L'Australie s'apprête à devenir le premier pays au monde à instaurer un âge minimum pour l'utilisation des réseaux sociaux, obligeant dès mercredi des plateformes telles qu'Instagram, TikTok et YouTube à bloquer plus d'un million de comptes. Cette mesure marque le début d'une vague de régulations attendue à l'échelle internationale.
À partir de minuit (13h00 GMT), dix des plus grandes plateformes devront interdire l'accès aux Australiens de moins de 16 ans ou s'exposer à une amende pouvant atteindre 49,5 millions AUD (33 millions $US). La loi, vivement critiquée par les géants de la tech et les défenseurs de la liberté d'expression, a en revanche été saluée par de nombreux parents et militants pour la protection de l'enfance.
Ce déploiement met fin à une année de spéculation sur la capacité d'un pays à empêcher les enfants d'accéder à une technologie désormais omniprésente dans la vie moderne. Il inaugure également une expérience grandeur nature qui sera scrutée par les législateurs du monde entier, désireux d'intervenir face à une industrie technologique jugée trop lente à mettre en place des mesures efficaces de réduction des risques.
Des gouvernements allant du Danemark à la Malaisie -- et même certains États américains, où les plateformes réduisent les dispositifs de confiance et de sécurité -- annoncent des mesures similaires, quatre ans après la fuite de documents internes de Meta révélant que l'entreprise était consciente que ses produits contribuaient à des problèmes d'image corporelle et à des pensées suicidaires chez les adolescents, tout en niant publiquement ce lien.
« Si l'Australie est la première à adopter de telles restrictions, elle ne sera certainement pas la dernière », estime Tama Leaver, professeur en études internet à l'université Curtin.
« Les gouvernements du monde entier observent comment le pouvoir des géants de la tech a été remis en cause avec succès. L'interdiction des réseaux sociaux en Australie... est véritablement le signe avant-coureur d'un changement profond ».

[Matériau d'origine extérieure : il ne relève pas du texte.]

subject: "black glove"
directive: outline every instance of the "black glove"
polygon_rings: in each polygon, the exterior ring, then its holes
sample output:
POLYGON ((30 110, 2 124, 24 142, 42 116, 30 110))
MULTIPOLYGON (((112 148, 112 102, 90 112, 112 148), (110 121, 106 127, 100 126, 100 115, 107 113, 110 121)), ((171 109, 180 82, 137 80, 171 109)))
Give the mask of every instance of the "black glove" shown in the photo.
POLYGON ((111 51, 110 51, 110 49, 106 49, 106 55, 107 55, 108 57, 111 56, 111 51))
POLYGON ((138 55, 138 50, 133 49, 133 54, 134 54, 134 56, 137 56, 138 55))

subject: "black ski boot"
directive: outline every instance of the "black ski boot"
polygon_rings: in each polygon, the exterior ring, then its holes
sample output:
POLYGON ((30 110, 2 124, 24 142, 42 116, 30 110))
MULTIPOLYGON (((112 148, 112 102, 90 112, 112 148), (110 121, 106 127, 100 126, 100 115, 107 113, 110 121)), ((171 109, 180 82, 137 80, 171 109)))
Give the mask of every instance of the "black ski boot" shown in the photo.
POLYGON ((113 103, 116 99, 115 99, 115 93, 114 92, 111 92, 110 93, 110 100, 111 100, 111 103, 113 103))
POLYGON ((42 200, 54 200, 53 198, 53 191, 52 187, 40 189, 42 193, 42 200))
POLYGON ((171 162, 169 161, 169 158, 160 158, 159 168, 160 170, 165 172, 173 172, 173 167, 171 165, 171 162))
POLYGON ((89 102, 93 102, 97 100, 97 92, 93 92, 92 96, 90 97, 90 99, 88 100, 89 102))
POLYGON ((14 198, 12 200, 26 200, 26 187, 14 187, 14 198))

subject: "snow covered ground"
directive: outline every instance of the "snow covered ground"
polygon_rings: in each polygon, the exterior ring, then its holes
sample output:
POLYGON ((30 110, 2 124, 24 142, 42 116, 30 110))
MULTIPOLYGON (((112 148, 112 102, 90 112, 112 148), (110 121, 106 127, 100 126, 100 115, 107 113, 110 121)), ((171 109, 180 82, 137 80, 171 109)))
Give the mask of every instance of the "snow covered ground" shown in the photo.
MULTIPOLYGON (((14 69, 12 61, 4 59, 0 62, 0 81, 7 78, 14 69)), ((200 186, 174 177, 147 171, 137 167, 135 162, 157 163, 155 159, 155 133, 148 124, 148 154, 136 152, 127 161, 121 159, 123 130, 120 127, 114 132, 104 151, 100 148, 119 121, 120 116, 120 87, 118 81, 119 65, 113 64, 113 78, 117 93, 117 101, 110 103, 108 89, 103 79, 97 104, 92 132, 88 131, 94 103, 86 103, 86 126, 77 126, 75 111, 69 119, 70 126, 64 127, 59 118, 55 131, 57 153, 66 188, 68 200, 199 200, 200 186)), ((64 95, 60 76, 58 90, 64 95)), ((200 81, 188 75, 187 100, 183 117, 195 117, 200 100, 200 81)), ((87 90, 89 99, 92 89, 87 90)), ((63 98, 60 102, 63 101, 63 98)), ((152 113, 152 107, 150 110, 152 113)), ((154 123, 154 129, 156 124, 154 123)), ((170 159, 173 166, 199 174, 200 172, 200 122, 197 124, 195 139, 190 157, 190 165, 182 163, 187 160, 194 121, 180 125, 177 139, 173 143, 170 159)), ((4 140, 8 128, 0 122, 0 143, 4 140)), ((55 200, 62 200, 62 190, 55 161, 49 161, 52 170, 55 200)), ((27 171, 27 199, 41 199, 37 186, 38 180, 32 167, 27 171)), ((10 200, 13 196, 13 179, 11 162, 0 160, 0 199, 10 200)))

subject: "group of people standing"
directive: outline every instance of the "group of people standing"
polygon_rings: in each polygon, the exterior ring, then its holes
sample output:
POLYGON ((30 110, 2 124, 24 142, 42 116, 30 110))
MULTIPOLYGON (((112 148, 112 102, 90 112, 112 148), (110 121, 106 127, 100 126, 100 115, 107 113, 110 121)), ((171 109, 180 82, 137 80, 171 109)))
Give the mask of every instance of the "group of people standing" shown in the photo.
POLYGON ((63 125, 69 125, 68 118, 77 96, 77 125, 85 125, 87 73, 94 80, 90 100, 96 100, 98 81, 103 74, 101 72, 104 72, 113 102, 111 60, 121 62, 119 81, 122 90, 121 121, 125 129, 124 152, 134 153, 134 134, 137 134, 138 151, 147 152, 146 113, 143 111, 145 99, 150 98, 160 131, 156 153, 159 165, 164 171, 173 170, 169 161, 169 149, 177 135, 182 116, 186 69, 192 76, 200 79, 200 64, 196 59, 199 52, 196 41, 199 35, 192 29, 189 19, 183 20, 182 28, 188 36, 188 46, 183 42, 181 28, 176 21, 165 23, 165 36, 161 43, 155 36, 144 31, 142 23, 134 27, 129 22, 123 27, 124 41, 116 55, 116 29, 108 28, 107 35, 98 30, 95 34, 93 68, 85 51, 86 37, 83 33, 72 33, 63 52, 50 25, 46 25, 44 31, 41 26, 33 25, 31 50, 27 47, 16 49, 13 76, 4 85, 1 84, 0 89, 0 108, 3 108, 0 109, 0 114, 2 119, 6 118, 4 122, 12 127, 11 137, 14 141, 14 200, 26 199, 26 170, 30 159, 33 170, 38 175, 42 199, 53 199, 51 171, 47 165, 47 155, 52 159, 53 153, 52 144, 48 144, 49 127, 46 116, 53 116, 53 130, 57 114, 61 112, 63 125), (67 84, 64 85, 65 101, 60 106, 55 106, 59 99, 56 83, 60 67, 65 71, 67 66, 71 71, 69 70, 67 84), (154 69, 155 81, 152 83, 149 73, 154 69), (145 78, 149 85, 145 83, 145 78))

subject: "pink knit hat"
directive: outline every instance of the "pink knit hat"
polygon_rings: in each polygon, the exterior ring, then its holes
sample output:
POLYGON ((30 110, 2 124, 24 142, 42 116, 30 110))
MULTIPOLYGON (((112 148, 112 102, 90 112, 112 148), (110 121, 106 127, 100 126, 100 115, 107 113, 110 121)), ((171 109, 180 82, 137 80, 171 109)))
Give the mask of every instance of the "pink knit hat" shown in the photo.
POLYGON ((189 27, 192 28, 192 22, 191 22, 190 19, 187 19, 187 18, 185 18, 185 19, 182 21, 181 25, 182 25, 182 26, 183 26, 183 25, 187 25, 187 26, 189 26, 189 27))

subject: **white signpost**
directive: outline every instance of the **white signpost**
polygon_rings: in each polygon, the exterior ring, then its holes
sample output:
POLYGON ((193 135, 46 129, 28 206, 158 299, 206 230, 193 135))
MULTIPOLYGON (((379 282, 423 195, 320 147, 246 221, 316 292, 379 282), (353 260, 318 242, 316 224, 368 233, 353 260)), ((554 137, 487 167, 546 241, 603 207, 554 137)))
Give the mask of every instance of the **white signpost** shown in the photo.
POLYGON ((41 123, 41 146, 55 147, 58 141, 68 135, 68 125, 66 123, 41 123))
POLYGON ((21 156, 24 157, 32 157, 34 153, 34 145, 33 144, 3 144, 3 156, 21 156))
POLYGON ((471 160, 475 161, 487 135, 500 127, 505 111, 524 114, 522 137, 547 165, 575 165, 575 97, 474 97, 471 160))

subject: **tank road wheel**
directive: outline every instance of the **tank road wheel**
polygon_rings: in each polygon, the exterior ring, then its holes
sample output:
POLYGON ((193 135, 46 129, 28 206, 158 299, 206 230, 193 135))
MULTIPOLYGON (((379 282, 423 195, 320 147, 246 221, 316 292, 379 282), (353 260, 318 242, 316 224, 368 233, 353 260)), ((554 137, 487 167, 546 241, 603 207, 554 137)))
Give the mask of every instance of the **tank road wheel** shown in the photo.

Un porte-parole du gouvernement britannique, qui a commencé en juillet à imposer aux sites hébergeant du contenu pornographique de bloquer les moins de 18 ans, a indiqué « suivre de près l'approche australienne en matière de restrictions d'âge ».
« Quand il s'agit de la sécurité des enfants, rien n'est exclu », a-t-il ajouté.
Peu suivront l'impact de la mesure aussi attentivement que les Australiens eux-mêmes. La eSafety Commissioner, autorité australienne chargée de faire appliquer l'interdiction, a mandaté l'université Stanford et 11 universitaires pour analyser, sur au moins deux ans, les données de milliers de jeunes concernés par la loi.
LE DÉBUT DE LA FIN
Si l'interdiction vise initialement dix plateformes, dont YouTube (groupe Alphabet), Instagram (groupe Meta) et TikTok, le gouvernement a précisé que la liste évoluerait au gré de l'apparition de nouveaux produits et des migrations des jeunes vers d'autres services.
Parmi ces dix plateformes, toutes sauf X, détenue par Elon Musk, ont indiqué qu'elles se conformeraient à la loi en utilisant l'inférence d'âge -- qui consiste à deviner l'âge d'un utilisateur à partir de son activité en ligne -- ou l'estimation d'âge, généralement basée sur un selfie. Elles pourraient également vérifier les documents d'identité téléchargés ou les coordonnées bancaires associées.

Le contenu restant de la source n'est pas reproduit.